El día 24 de septiembre la Iglesia celebra el día de la Virgen de la Merced, patrona de los que trabajan en las cárceles y, sobre todo, de los internos.
Coincidiendo con esta fiesta se celebra la Semana de pastoral penitenciaria del 19 al 25 de septiembre. Según ha informado la delegada episcopal en la Diócesis de Osma-Soria, Ana Isabel Dulce Pérez, «desde la Delegación de pastoral penitenciaria hemos elegido como lema para esta Semana «La cárcel: tarea de todos» pues queremos interpelar nuestra postura, nuestra fe y a nuestras comunidades cristianas en orden a ser más fieles al mensaje de Jesucristo: «Estuve en la cárcel y vinisteis a verme»« (Mt 25, 36).
«Os pedimos, continúa la delegada, en especial a los sacerdotes y a quienes sois responsables de grupos y comunidades, y en general a todos los que nos sentimos Iglesia comprometida con los más pobres, que dediquéis esta semana -y especialmente el día 24 en la Eucaristía de vuestras parroquias- una oración y un recuerdo especiales hacia las personas privadas de libertad».
El día 24 de septiembre los miembros de la Delegación celebrarán la Santa Misa con los internos de la prisión y participán de manera activa con cuantos actos se organicen desde el Centro penitenciario de la capital soriana.
Semana de pastoral penitenciaria
La cárcel, tarea de todos
Hablar, hoy, de marginación, exclusión, etc. es similar a «hablar a las paredes»; esta actitud se incrementa cuando hablamos de la cárcel, que la inmensa mayoría de los ciudadanos no siente como suya. El afirmar que «la cárcel es tarea de todos» suena tan anómalo y remoto que parece distorsionar la tranquilidad cotidiana. Siempre se piensa que ese lugar es para otros, que «conmigo y los míos no va…» hasta que nos toca también a nosotros. Tienden a desentenderse de todo conflicto social y a refugiarse en la excusa fácil («si están en la cárcel por algo será…») quienes no han sabido ni saben qué hacer con su vida personal y se dejan llevar por los roles pasivos que les han asignado sus miedos.

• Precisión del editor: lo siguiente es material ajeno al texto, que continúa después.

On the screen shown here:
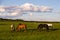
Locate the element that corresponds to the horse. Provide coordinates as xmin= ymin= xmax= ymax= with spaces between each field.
xmin=37 ymin=24 xmax=49 ymax=31
xmin=16 ymin=23 xmax=27 ymax=32
xmin=10 ymin=24 xmax=15 ymax=32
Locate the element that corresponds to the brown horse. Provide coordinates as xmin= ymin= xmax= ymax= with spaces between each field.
xmin=16 ymin=23 xmax=27 ymax=32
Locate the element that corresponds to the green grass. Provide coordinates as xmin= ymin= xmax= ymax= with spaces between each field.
xmin=0 ymin=21 xmax=60 ymax=40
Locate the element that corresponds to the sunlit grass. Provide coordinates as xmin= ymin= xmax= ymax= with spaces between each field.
xmin=0 ymin=21 xmax=60 ymax=40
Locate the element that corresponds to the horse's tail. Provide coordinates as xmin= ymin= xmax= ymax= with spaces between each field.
xmin=24 ymin=25 xmax=27 ymax=31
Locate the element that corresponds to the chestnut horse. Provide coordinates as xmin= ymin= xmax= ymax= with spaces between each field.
xmin=16 ymin=23 xmax=27 ymax=32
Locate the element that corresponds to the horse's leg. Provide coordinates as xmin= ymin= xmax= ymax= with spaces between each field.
xmin=24 ymin=26 xmax=27 ymax=32
xmin=46 ymin=26 xmax=49 ymax=31
xmin=25 ymin=26 xmax=27 ymax=31
xmin=37 ymin=26 xmax=42 ymax=32
xmin=40 ymin=27 xmax=43 ymax=31
xmin=16 ymin=29 xmax=18 ymax=32
xmin=37 ymin=26 xmax=40 ymax=31
xmin=16 ymin=26 xmax=19 ymax=32
xmin=13 ymin=27 xmax=15 ymax=31
xmin=16 ymin=28 xmax=20 ymax=32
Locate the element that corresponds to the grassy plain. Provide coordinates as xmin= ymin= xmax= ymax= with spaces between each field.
xmin=0 ymin=21 xmax=60 ymax=40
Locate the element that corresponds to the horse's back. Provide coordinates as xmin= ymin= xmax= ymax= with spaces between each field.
xmin=47 ymin=24 xmax=52 ymax=26
xmin=18 ymin=24 xmax=26 ymax=28
xmin=39 ymin=24 xmax=48 ymax=26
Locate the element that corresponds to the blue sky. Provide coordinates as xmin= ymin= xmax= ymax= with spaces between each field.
xmin=0 ymin=0 xmax=60 ymax=11
xmin=0 ymin=0 xmax=60 ymax=12
xmin=1 ymin=0 xmax=60 ymax=8
xmin=0 ymin=0 xmax=60 ymax=21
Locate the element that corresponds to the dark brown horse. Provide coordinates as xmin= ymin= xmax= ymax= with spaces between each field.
xmin=37 ymin=24 xmax=49 ymax=31
xmin=16 ymin=23 xmax=27 ymax=32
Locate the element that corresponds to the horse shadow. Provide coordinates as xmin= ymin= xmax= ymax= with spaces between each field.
xmin=49 ymin=28 xmax=60 ymax=31
xmin=27 ymin=29 xmax=37 ymax=31
xmin=26 ymin=28 xmax=60 ymax=32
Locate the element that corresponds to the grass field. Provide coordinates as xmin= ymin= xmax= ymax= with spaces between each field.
xmin=0 ymin=21 xmax=60 ymax=40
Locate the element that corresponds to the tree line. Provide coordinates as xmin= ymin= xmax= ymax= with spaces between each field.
xmin=0 ymin=18 xmax=24 ymax=21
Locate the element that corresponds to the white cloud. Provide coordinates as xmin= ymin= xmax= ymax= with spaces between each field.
xmin=0 ymin=11 xmax=21 ymax=16
xmin=21 ymin=3 xmax=31 ymax=10
xmin=0 ymin=3 xmax=53 ymax=13
xmin=20 ymin=3 xmax=53 ymax=12
xmin=10 ymin=10 xmax=22 ymax=16
xmin=0 ymin=7 xmax=5 ymax=12
xmin=40 ymin=6 xmax=53 ymax=12
xmin=10 ymin=12 xmax=18 ymax=16
xmin=29 ymin=13 xmax=33 ymax=16
xmin=20 ymin=3 xmax=34 ymax=11
xmin=0 ymin=3 xmax=53 ymax=18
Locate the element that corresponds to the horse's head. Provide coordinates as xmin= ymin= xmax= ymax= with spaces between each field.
xmin=19 ymin=23 xmax=22 ymax=25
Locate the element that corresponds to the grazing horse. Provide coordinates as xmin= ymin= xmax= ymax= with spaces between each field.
xmin=16 ymin=23 xmax=27 ymax=32
xmin=10 ymin=24 xmax=15 ymax=32
xmin=37 ymin=24 xmax=49 ymax=31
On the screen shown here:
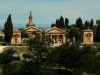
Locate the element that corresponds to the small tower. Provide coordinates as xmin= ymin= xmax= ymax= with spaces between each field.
xmin=26 ymin=11 xmax=35 ymax=27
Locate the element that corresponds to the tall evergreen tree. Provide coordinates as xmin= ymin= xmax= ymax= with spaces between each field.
xmin=93 ymin=25 xmax=97 ymax=42
xmin=51 ymin=23 xmax=56 ymax=28
xmin=59 ymin=15 xmax=65 ymax=28
xmin=4 ymin=14 xmax=13 ymax=43
xmin=90 ymin=19 xmax=94 ymax=29
xmin=65 ymin=18 xmax=69 ymax=28
xmin=96 ymin=19 xmax=100 ymax=42
xmin=83 ymin=20 xmax=90 ymax=29
xmin=75 ymin=17 xmax=83 ymax=31
xmin=56 ymin=19 xmax=60 ymax=28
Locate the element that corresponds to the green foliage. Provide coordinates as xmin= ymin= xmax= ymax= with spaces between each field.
xmin=45 ymin=35 xmax=52 ymax=45
xmin=1 ymin=42 xmax=7 ymax=46
xmin=75 ymin=17 xmax=83 ymax=31
xmin=2 ymin=61 xmax=21 ymax=75
xmin=0 ymin=48 xmax=15 ymax=65
xmin=22 ymin=32 xmax=50 ymax=75
xmin=51 ymin=16 xmax=66 ymax=28
xmin=96 ymin=19 xmax=100 ymax=42
xmin=65 ymin=29 xmax=70 ymax=37
xmin=31 ymin=31 xmax=36 ymax=34
xmin=83 ymin=19 xmax=94 ymax=30
xmin=94 ymin=55 xmax=100 ymax=75
xmin=84 ymin=20 xmax=90 ymax=29
xmin=18 ymin=28 xmax=28 ymax=38
xmin=79 ymin=45 xmax=98 ymax=74
xmin=51 ymin=23 xmax=56 ymax=28
xmin=0 ymin=36 xmax=5 ymax=42
xmin=48 ymin=45 xmax=64 ymax=71
xmin=56 ymin=19 xmax=60 ymax=28
xmin=19 ymin=61 xmax=59 ymax=75
xmin=59 ymin=15 xmax=65 ymax=28
xmin=62 ymin=42 xmax=80 ymax=69
xmin=35 ymin=32 xmax=41 ymax=40
xmin=4 ymin=14 xmax=13 ymax=43
xmin=0 ymin=41 xmax=7 ymax=46
xmin=90 ymin=19 xmax=94 ymax=29
xmin=65 ymin=18 xmax=69 ymax=28
xmin=93 ymin=25 xmax=97 ymax=41
xmin=69 ymin=27 xmax=79 ymax=38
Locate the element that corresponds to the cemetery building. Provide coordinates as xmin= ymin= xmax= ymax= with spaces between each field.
xmin=0 ymin=12 xmax=93 ymax=44
xmin=81 ymin=27 xmax=93 ymax=44
xmin=11 ymin=12 xmax=66 ymax=44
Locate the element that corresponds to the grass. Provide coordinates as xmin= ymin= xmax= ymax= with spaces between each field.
xmin=3 ymin=46 xmax=28 ymax=53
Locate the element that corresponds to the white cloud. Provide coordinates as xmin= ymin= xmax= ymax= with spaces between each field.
xmin=63 ymin=9 xmax=90 ymax=19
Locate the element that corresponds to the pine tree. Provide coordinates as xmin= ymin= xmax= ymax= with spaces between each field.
xmin=4 ymin=14 xmax=13 ymax=43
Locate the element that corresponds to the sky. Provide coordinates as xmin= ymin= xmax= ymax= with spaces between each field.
xmin=0 ymin=0 xmax=100 ymax=29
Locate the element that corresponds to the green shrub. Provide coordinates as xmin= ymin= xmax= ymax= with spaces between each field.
xmin=1 ymin=42 xmax=7 ymax=46
xmin=0 ymin=41 xmax=7 ymax=46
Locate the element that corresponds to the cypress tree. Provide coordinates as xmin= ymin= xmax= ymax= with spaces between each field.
xmin=56 ymin=19 xmax=60 ymax=28
xmin=4 ymin=14 xmax=13 ymax=43
xmin=51 ymin=23 xmax=56 ymax=28
xmin=96 ymin=20 xmax=100 ymax=42
xmin=65 ymin=18 xmax=69 ymax=28
xmin=59 ymin=15 xmax=65 ymax=28
xmin=90 ymin=19 xmax=94 ymax=29
xmin=75 ymin=17 xmax=83 ymax=31
xmin=84 ymin=20 xmax=90 ymax=29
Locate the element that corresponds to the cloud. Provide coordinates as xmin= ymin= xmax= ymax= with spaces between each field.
xmin=63 ymin=9 xmax=90 ymax=19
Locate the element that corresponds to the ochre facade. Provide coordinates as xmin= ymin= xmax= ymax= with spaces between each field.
xmin=45 ymin=27 xmax=65 ymax=43
xmin=0 ymin=12 xmax=93 ymax=44
xmin=11 ymin=11 xmax=66 ymax=44
xmin=11 ymin=30 xmax=21 ymax=44
xmin=81 ymin=28 xmax=93 ymax=44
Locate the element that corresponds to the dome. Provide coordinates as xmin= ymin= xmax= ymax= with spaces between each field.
xmin=26 ymin=11 xmax=35 ymax=27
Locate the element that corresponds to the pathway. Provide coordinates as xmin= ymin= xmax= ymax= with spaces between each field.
xmin=0 ymin=46 xmax=8 ymax=53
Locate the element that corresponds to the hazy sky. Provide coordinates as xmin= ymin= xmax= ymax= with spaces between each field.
xmin=0 ymin=0 xmax=100 ymax=29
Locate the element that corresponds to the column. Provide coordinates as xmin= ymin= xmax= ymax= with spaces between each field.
xmin=62 ymin=34 xmax=65 ymax=43
xmin=56 ymin=35 xmax=59 ymax=43
xmin=50 ymin=35 xmax=52 ymax=39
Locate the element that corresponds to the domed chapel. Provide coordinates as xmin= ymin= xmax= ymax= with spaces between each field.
xmin=11 ymin=11 xmax=66 ymax=44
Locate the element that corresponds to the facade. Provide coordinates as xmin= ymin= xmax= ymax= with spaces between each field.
xmin=11 ymin=30 xmax=21 ymax=44
xmin=0 ymin=29 xmax=4 ymax=36
xmin=0 ymin=12 xmax=94 ymax=45
xmin=12 ymin=11 xmax=66 ymax=44
xmin=81 ymin=28 xmax=93 ymax=44
xmin=44 ymin=26 xmax=65 ymax=43
xmin=24 ymin=11 xmax=42 ymax=38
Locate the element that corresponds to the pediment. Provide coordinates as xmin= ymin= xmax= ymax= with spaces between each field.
xmin=25 ymin=27 xmax=42 ymax=32
xmin=13 ymin=33 xmax=20 ymax=38
xmin=85 ymin=33 xmax=92 ymax=37
xmin=45 ymin=27 xmax=65 ymax=34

Lo cierto es que, cuando traspasamos las puertas de nuestros Centros penitenciarios, caemos en la cuenta de lo absurdo que es esa disyuntiva: «adentro» y «afuera». Quien tiene un proyecto, una opción que ha hecho propia, necesita compartir con los demás proponiendo nuevas alternativas. Quien ha tomado la vida en las propias manos, necesita comprometerse en el inicio de una nueva etapa en la vida del otro. Estas personas luchan, abiertamente, por la felicidad y la libertad desde la cercanía y el diálogo; es una apuesta decidida porque, en el interior de cada ser humano, las aguas vuelvan a su cauce.
Es hora de dejar de escudarnos en el fallo y condena del otro, y empezar a sentirnos solidarios con su causa; es hora de abandonar ese dios prefabricado por nuestro egoísmo que premia a los buenos y castiga a los malos. En todo caso no es Dios el que condena, sino el hombre el que se pierde, dándole la espalda, caminando hacia el infierno de sí mismo. Lo que queda claro es que el Dios del Evangelio no lleva cuenta de los delitos sino que en su Hijo se hace pobre para que nosotros seamos ricos. Y esta presencia encarnada resulta escandalosa, como resulta inconveniente, muchas veces, nuestra presencia en los penales y entre los presos.
Es preciso apostar por el caído y acompañarle hasta que note el gozo de existir: su vida no es inútil pues hay Alguien a quien le agrada que viva. Quienes sufren la cárcel, siguen precisando personas que, desde el perdón y la reconciliación, vayan rompiendo las cadenas que aferran sus vidas y les abran las puertas de su interioridad hasta mostrarles la inconmensurable riqueza que albergan en su ser. Al principio creerán que es un sueño, pero, poco a poco, el regalo de la libertad se asentará en su corazón.
Las cárceles son nuestras, nos pertenecen; son tarea nuestra: tuya y mía. Quienes malviven en ellas son prolongación nuestra, y mientras haya una persona presa, en cualquier rincón del mundo, nuestra libertad está en entredicho.